Totally unnecessary when you could just use a function with usual query placeholder syntax and parameters.
I still don't understand the uproar. It was just an example showing server actions, they are not going to build a backend and show every controller, that wasn't the scope of the presentation. Doesn't mean you should do what was on the screen with your applications.
I've also seen multiple complains showing lack of knowledge, like claims of SQL injection or that you "should not include SQL in the front end" when clearly that function doesn't run on the front end.
I don't understand why you can't use server actions for all the scenarios. Why do you have to move to client components just because your using an API?
You could use SAs for it all, but then you don't control the API so if there are other clients that's a problem.
@@jherr What do you mean by "you don't control the API"?
@@nyxandtyryou don’t control the name of the route, the parameters, what verb is used, or how the request is processed before it gets to you
Will you make Nextjs14series pls sir?
I think much of the uproar could have been avoided if they named their db function "sanitizeSQLQuery`SELECT * FROM TABLE`" instead of "sql`SELECT * FROM TABLE`".
It's like wearing a cloth mask and Coronavirus: A "string on your finger" mental reminder moreso than a bulletproof physical barrier.
Well, except that it is sanitized by @vercel/postgres.
@@jherr I am agreeing with you -- That was my point.
People don't realize the inputs are being sanitized because it is not implied by the name. They could rename that exact same "sql``" call as "safeSql``" or "sanitizedSql``" to remove any possible confusion.
@@jibreelkeddo7030 Ah, fair, agreed.
What browser are you using ?
Probably Arc.
My problem with the example they made, is that generally components should try not to mix front- and backend code. I would especially not like to see SQL/ORM instructions in a client component, even if it only runs on the server.
So with that said, imo server actions shouldn't touch any database API directly. Server actions send a request, and that endpoint handles the database actions.
Wait, what the hell is a "client component that only runs on the server"? My understanding was that "client" components run first on the server and then on the client, while server components run exclusively on the server.
You cannot have server actions on client components. Client components are rendered both on the server and client, whereas server components are execlusively run on the server, as @rod6722 correctly mentions.

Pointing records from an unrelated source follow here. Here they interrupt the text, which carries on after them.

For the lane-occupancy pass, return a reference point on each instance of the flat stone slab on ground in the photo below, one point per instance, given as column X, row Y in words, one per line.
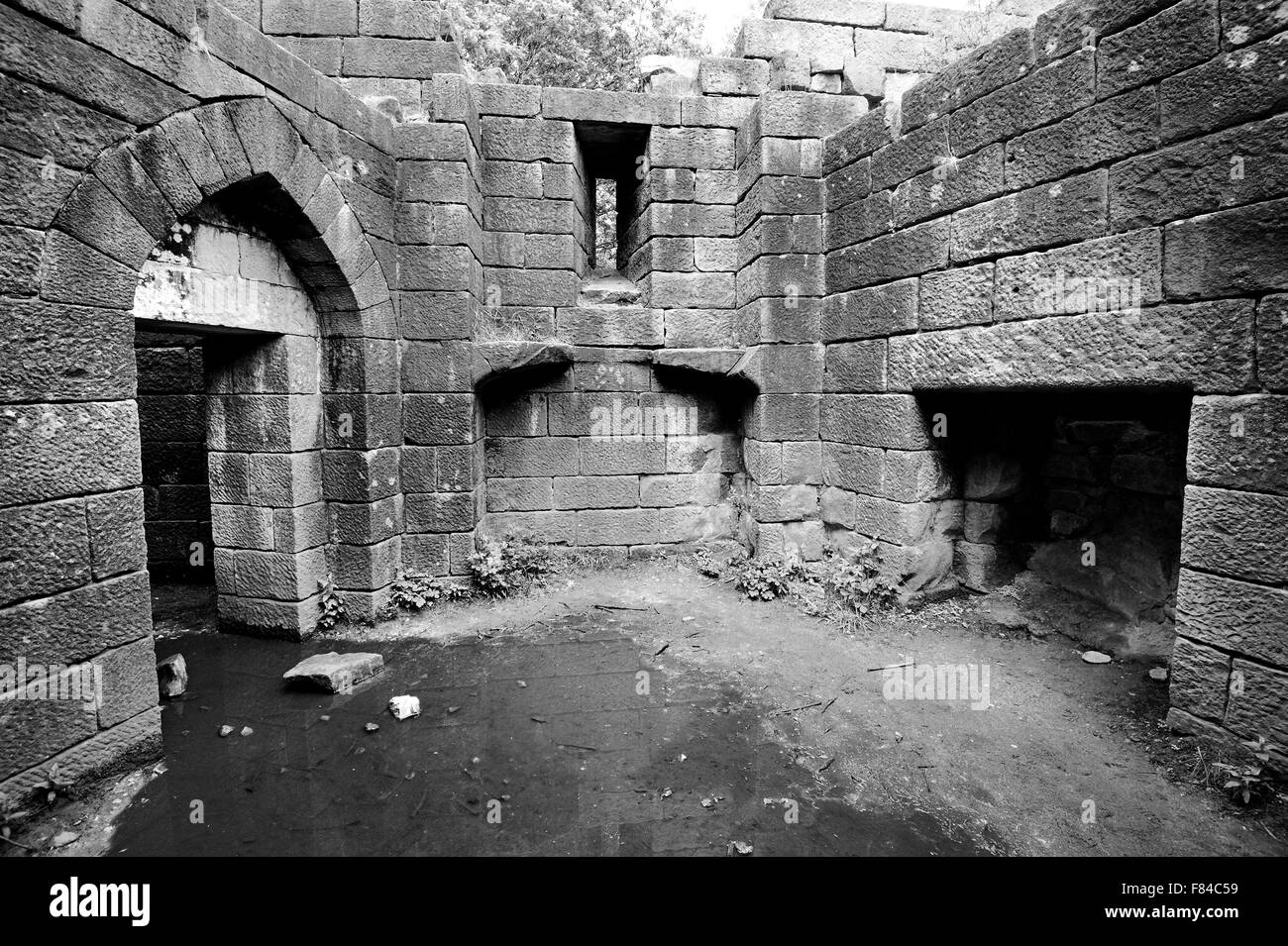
column 334, row 672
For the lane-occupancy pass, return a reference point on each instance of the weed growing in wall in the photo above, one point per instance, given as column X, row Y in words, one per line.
column 331, row 604
column 505, row 567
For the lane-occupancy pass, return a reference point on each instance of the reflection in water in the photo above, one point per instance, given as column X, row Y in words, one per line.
column 552, row 745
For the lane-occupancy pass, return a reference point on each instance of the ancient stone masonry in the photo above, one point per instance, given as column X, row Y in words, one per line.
column 305, row 237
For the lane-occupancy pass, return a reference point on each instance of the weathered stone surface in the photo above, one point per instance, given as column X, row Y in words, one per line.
column 875, row 420
column 1241, row 164
column 970, row 77
column 729, row 76
column 614, row 107
column 395, row 58
column 1120, row 273
column 1232, row 253
column 1231, row 89
column 1257, row 703
column 692, row 147
column 129, row 683
column 912, row 252
column 1237, row 443
column 841, row 12
column 54, row 630
column 334, row 672
column 948, row 187
column 764, row 39
column 1199, row 679
column 956, row 297
column 1177, row 38
column 1039, row 98
column 871, row 313
column 527, row 139
column 1108, row 130
column 1209, row 345
column 1065, row 211
column 37, row 441
column 1236, row 534
column 610, row 325
column 789, row 72
column 1234, row 615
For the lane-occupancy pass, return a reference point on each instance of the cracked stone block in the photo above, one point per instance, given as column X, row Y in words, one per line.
column 334, row 672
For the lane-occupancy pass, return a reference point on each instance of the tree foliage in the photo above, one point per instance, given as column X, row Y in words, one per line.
column 579, row 44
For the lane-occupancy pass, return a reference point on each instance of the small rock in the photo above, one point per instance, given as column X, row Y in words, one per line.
column 172, row 676
column 404, row 706
column 334, row 672
column 609, row 287
column 1003, row 613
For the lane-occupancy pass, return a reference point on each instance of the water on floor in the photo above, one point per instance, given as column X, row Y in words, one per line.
column 574, row 743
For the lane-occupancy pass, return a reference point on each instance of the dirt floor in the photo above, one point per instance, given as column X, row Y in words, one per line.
column 652, row 709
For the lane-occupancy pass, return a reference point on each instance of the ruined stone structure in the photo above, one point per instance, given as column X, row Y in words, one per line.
column 977, row 302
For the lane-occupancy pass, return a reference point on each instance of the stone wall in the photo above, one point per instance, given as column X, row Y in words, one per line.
column 119, row 119
column 870, row 48
column 1090, row 202
column 1094, row 203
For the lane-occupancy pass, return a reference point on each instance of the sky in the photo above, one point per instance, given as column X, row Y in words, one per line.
column 722, row 17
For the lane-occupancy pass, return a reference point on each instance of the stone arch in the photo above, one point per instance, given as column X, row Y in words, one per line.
column 248, row 151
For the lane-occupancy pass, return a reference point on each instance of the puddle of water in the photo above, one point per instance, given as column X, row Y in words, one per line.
column 555, row 745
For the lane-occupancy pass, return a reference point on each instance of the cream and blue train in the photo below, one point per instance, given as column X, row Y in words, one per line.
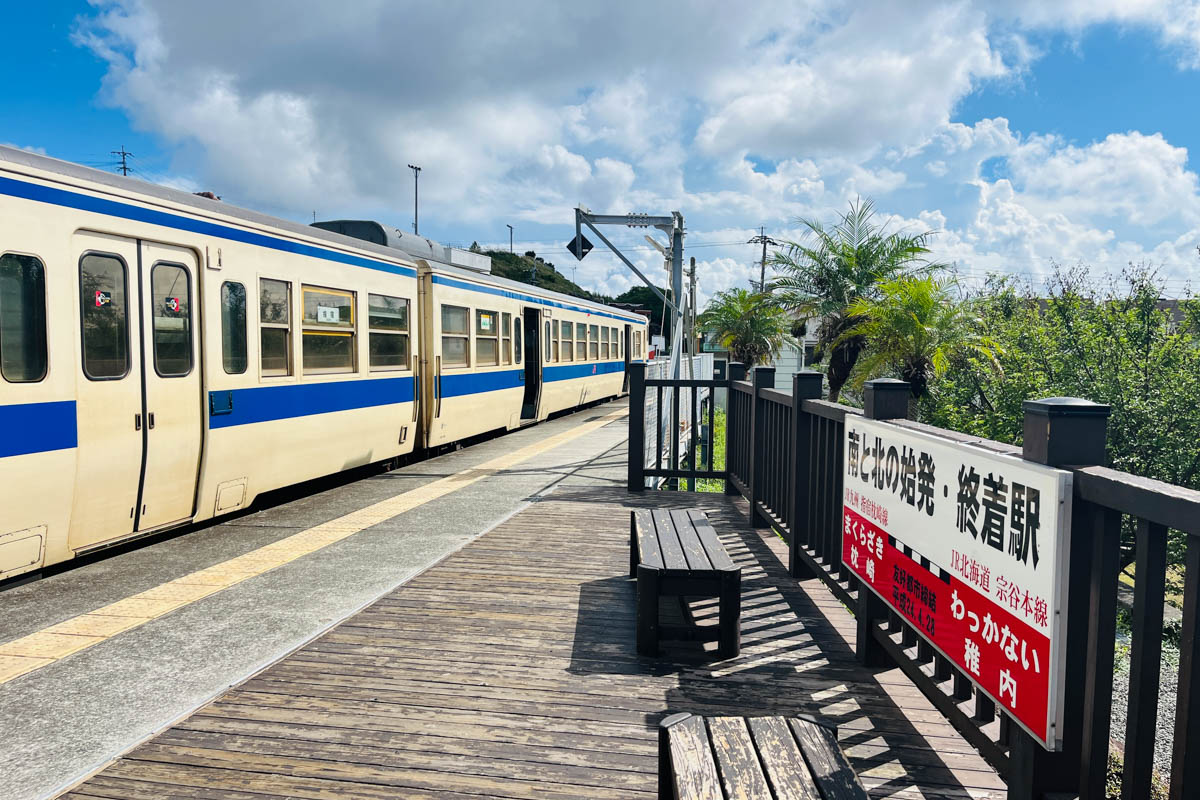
column 165, row 358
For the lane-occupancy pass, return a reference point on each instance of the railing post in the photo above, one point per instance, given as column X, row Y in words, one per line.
column 761, row 378
column 636, row 427
column 883, row 398
column 736, row 372
column 1071, row 432
column 805, row 385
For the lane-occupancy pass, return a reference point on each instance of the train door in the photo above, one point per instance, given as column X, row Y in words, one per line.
column 108, row 404
column 138, row 410
column 173, row 396
column 531, row 323
column 627, row 341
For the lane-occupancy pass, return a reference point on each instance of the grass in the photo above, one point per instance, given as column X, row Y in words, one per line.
column 708, row 483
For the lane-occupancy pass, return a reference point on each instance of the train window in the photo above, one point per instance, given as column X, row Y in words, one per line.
column 275, row 326
column 517, row 337
column 328, row 340
column 568, row 343
column 455, row 336
column 22, row 318
column 233, row 328
column 505, row 338
column 388, row 332
column 106, row 340
column 171, row 292
column 487, row 329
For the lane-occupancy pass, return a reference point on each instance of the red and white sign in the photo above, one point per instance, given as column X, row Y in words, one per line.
column 994, row 531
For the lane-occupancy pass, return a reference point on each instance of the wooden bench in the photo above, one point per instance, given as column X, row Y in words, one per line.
column 678, row 553
column 753, row 758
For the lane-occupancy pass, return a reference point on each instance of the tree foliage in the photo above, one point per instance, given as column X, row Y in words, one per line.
column 915, row 330
column 1111, row 342
column 750, row 324
column 829, row 269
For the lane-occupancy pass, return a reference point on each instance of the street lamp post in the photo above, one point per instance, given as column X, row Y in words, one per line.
column 417, row 178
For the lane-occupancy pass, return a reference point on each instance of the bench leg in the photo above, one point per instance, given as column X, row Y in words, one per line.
column 633, row 548
column 731, row 615
column 647, row 611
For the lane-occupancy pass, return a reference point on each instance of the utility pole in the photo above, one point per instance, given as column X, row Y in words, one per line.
column 763, row 239
column 691, row 308
column 124, row 155
column 417, row 179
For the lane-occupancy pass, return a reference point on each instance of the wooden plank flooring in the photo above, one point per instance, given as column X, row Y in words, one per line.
column 509, row 671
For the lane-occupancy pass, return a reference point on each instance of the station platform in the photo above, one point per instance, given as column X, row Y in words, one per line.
column 466, row 631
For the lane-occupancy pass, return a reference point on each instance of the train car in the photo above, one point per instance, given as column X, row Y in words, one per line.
column 167, row 358
column 503, row 354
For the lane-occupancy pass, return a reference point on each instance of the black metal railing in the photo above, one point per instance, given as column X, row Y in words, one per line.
column 784, row 455
column 683, row 443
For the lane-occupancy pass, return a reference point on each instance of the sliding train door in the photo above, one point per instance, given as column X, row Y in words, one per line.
column 108, row 403
column 138, row 400
column 531, row 322
column 173, row 396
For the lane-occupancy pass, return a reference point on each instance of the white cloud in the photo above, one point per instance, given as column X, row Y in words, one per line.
column 737, row 116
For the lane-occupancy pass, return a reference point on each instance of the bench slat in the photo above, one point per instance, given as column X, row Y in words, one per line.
column 781, row 759
column 832, row 771
column 741, row 773
column 669, row 542
column 691, row 762
column 693, row 548
column 648, row 552
column 712, row 542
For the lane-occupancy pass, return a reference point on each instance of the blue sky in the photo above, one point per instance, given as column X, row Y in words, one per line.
column 1026, row 133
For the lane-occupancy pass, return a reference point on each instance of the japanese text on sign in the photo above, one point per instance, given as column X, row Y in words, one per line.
column 967, row 546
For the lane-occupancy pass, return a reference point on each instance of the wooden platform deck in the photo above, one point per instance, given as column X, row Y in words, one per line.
column 509, row 671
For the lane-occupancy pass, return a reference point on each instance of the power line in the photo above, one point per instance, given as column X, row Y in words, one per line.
column 763, row 239
column 124, row 154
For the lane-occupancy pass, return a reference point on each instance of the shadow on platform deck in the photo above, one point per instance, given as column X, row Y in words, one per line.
column 508, row 671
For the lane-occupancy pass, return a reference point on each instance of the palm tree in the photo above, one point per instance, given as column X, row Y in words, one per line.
column 749, row 324
column 916, row 329
column 829, row 269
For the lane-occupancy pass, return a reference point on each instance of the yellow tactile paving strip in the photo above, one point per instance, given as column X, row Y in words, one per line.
column 46, row 647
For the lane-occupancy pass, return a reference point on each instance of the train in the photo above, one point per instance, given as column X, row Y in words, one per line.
column 167, row 358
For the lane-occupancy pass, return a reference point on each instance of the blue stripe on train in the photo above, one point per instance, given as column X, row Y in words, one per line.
column 40, row 193
column 585, row 370
column 37, row 427
column 475, row 383
column 287, row 401
column 267, row 403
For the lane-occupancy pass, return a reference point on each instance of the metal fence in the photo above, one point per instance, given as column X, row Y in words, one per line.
column 784, row 455
column 684, row 409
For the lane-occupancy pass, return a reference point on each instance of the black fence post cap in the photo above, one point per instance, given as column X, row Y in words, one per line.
column 808, row 384
column 1066, row 407
column 886, row 398
column 1065, row 431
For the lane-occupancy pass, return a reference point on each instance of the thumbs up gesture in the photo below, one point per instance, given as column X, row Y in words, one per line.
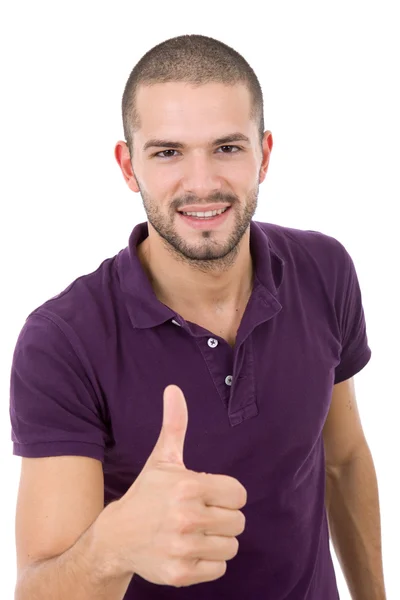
column 175, row 526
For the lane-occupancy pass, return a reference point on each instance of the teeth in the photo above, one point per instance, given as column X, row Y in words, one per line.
column 209, row 213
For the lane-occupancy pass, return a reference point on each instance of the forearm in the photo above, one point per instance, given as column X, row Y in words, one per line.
column 352, row 502
column 81, row 573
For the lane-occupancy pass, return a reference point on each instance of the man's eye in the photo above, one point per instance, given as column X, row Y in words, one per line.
column 162, row 153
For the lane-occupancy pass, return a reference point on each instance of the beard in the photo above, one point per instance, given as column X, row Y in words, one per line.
column 209, row 252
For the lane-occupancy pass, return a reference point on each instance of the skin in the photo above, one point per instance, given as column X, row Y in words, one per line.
column 210, row 270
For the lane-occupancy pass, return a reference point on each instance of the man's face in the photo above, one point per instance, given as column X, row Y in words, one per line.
column 201, row 172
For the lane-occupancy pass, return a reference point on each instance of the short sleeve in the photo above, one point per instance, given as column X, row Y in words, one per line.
column 355, row 351
column 54, row 409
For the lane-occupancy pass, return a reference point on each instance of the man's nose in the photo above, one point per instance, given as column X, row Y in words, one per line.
column 200, row 176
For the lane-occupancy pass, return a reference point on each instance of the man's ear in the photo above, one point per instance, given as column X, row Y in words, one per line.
column 123, row 158
column 266, row 153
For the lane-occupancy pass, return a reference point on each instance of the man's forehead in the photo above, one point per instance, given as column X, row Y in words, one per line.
column 215, row 109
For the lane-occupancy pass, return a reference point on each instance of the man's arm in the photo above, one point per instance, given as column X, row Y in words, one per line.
column 352, row 502
column 81, row 573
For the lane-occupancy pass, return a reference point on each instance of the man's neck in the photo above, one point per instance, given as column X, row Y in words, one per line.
column 181, row 287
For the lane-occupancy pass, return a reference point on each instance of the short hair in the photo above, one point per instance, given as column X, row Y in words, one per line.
column 195, row 59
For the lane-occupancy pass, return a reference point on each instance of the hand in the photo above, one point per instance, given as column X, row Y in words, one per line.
column 175, row 526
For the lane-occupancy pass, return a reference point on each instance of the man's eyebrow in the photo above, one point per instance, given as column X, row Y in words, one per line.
column 226, row 139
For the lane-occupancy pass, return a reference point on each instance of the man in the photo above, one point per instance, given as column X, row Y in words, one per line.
column 187, row 413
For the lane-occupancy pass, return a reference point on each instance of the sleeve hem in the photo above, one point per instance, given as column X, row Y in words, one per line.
column 44, row 449
column 353, row 367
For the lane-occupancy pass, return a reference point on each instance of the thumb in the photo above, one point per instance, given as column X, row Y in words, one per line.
column 169, row 446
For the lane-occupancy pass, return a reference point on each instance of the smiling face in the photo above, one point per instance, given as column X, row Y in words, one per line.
column 188, row 151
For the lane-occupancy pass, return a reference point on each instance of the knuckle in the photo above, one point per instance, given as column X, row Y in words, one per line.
column 235, row 547
column 184, row 523
column 187, row 488
column 241, row 523
column 179, row 547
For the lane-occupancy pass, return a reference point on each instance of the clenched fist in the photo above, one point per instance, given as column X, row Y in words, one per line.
column 175, row 526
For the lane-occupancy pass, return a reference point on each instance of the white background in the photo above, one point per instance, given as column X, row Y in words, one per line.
column 330, row 77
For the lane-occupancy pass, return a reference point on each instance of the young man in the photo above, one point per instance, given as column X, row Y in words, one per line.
column 192, row 402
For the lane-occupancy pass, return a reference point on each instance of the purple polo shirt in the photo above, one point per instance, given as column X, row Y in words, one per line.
column 90, row 366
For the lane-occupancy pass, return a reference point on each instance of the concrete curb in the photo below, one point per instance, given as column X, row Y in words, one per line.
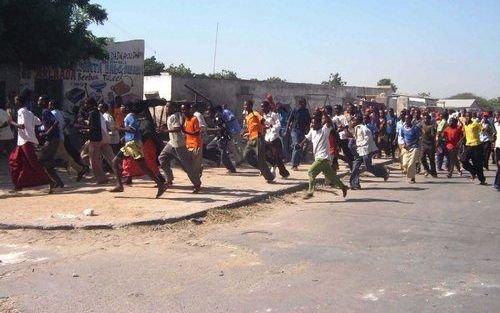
column 170, row 220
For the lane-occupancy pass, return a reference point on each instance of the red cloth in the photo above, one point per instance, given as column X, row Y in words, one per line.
column 131, row 168
column 25, row 170
column 333, row 144
column 453, row 136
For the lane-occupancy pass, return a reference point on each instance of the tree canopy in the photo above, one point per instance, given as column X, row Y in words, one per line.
column 335, row 80
column 275, row 79
column 49, row 32
column 481, row 102
column 387, row 82
column 224, row 74
column 153, row 67
column 180, row 70
column 424, row 94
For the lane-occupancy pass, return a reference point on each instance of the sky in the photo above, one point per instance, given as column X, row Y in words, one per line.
column 443, row 47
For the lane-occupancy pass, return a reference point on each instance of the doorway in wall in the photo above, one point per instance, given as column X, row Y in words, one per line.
column 51, row 88
column 3, row 94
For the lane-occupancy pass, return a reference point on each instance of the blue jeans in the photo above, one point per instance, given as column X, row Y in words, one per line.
column 286, row 146
column 297, row 154
column 441, row 155
column 376, row 170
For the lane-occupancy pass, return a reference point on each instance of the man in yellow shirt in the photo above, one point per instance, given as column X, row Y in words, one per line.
column 255, row 150
column 473, row 149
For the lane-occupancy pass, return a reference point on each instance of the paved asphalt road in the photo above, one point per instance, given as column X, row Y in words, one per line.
column 391, row 247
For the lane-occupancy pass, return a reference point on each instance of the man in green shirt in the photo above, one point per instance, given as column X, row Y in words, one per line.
column 442, row 152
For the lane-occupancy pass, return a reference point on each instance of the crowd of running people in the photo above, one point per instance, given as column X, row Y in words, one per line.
column 124, row 140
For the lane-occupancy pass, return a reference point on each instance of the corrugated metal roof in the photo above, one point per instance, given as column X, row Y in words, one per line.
column 456, row 103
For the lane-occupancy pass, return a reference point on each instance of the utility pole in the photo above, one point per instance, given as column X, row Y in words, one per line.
column 215, row 48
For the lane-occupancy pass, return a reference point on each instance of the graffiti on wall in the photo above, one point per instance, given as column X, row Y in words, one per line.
column 122, row 74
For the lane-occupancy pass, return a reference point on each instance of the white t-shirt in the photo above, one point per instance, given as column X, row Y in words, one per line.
column 5, row 132
column 201, row 120
column 177, row 139
column 341, row 120
column 321, row 141
column 399, row 125
column 497, row 128
column 273, row 132
column 364, row 140
column 30, row 121
column 106, row 138
column 114, row 136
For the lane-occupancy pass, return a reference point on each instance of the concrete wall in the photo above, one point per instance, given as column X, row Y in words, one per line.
column 121, row 74
column 9, row 77
column 233, row 93
column 158, row 84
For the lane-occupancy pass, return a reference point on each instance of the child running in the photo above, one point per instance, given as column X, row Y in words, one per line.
column 319, row 134
column 133, row 149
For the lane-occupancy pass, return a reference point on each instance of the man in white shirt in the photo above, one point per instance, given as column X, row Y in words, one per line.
column 62, row 153
column 176, row 149
column 109, row 123
column 319, row 134
column 399, row 125
column 496, row 184
column 6, row 136
column 272, row 126
column 340, row 121
column 24, row 167
column 365, row 147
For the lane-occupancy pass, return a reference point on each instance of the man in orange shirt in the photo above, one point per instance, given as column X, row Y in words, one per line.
column 255, row 153
column 194, row 143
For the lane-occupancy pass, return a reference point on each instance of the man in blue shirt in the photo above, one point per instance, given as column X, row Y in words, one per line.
column 411, row 135
column 284, row 115
column 234, row 127
column 62, row 153
column 391, row 132
column 133, row 147
column 299, row 124
column 48, row 152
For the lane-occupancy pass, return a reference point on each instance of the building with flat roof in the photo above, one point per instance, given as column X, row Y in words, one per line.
column 233, row 92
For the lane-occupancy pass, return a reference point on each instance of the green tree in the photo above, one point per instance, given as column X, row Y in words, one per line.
column 481, row 102
column 275, row 79
column 335, row 80
column 153, row 67
column 387, row 82
column 51, row 32
column 495, row 103
column 180, row 70
column 224, row 74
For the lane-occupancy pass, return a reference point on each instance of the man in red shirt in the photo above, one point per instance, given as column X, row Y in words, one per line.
column 453, row 134
column 194, row 143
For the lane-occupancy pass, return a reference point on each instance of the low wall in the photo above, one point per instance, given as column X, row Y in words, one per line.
column 232, row 93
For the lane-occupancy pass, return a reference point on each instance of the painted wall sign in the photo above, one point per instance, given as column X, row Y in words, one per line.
column 122, row 74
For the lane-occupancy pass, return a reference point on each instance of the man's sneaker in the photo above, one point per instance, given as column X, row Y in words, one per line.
column 307, row 196
column 117, row 189
column 344, row 191
column 161, row 189
column 80, row 175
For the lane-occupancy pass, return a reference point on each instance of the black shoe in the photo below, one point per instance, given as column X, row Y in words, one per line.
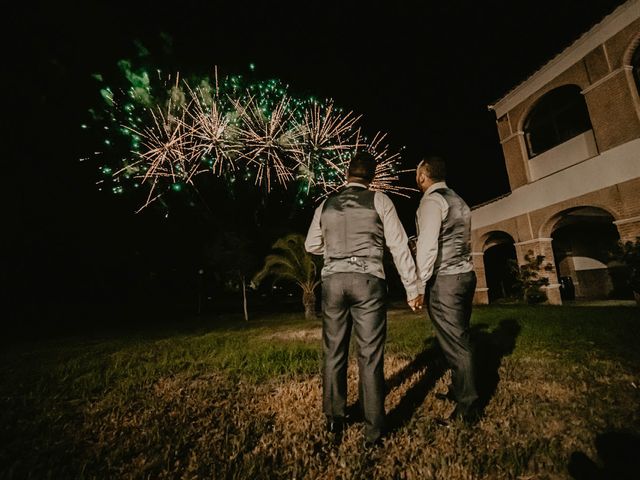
column 470, row 416
column 371, row 444
column 335, row 425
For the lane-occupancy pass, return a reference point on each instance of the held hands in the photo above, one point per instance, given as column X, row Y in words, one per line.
column 416, row 303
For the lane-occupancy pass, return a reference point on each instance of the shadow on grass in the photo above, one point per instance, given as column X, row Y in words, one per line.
column 489, row 347
column 618, row 454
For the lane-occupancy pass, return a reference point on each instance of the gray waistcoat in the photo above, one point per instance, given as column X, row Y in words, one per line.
column 352, row 231
column 454, row 242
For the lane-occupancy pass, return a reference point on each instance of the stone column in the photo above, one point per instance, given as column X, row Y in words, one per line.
column 542, row 246
column 481, row 297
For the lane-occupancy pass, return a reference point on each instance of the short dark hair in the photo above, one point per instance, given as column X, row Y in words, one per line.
column 435, row 168
column 363, row 166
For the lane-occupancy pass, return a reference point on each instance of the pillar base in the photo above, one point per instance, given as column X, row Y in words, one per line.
column 553, row 294
column 481, row 296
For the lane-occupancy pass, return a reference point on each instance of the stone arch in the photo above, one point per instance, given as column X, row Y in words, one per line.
column 546, row 228
column 631, row 61
column 534, row 100
column 498, row 254
column 582, row 240
column 555, row 118
column 630, row 50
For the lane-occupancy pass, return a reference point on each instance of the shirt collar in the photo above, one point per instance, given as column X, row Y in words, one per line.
column 436, row 186
column 356, row 184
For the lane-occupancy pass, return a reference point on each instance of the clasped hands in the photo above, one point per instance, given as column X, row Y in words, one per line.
column 416, row 303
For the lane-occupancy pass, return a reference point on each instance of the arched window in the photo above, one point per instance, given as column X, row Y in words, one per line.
column 558, row 116
column 635, row 65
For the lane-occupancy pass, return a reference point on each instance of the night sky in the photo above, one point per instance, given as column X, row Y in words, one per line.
column 422, row 71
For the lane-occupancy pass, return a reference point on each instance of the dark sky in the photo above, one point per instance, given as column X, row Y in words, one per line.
column 422, row 71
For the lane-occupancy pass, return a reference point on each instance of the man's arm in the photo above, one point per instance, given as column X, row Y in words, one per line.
column 315, row 242
column 429, row 220
column 397, row 241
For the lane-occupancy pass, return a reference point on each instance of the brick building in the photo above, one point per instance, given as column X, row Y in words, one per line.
column 570, row 134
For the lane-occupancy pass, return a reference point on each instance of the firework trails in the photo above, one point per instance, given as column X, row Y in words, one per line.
column 164, row 137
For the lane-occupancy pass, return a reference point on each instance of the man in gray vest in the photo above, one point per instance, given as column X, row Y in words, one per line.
column 350, row 229
column 443, row 262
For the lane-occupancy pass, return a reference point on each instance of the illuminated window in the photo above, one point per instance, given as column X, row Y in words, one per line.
column 635, row 65
column 558, row 116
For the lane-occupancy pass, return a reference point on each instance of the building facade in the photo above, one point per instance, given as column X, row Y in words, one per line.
column 570, row 135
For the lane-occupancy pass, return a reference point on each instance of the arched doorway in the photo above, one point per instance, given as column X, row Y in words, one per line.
column 499, row 258
column 583, row 239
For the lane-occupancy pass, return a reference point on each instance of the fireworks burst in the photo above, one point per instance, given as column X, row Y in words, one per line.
column 213, row 136
column 386, row 168
column 245, row 131
column 327, row 137
column 268, row 140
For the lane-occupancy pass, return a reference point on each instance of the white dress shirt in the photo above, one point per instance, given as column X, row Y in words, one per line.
column 394, row 235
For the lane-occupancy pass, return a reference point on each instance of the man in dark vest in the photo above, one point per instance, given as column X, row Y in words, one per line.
column 445, row 269
column 350, row 229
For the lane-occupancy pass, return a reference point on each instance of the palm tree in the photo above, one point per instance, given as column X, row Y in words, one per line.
column 290, row 261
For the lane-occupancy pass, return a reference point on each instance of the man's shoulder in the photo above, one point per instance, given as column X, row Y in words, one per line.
column 382, row 199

Separation of concerns is a subjective matter, and you can do whatever you want. Move things where you want them. But premature abstraction has almost always resulted in poor architectural decisions due to lack of context and presumptions. Write the thing you need first, refactor later as you go.
oof. Clear as mud.
The biggest problem of next 14 is not server actions, but a terrible runtime performance degradation even compared to nextjs pages router, and if compared to sveltekit or astro 10x time less capable to serve SSR requests per second. Nobody cares about this, but it’s really maters, and no, vercel cloud with scaling by cloud function is not a solution to this
You're talking about Next.js 14 degradation, or App Router degradation, compared to Pages Router? If the former, what specific new faeture of Next.js 14, of which there aren't many, would be the cause?
I found this next.js latest version so annoying. I can't even use some pre built libraries like calendar, schedulers, Charts etc just cos some of their actions don't work on SSR 🤦♂️🤦♂️
Yeah, pages router was better for that, but even then some library components weren't SSR compatible either.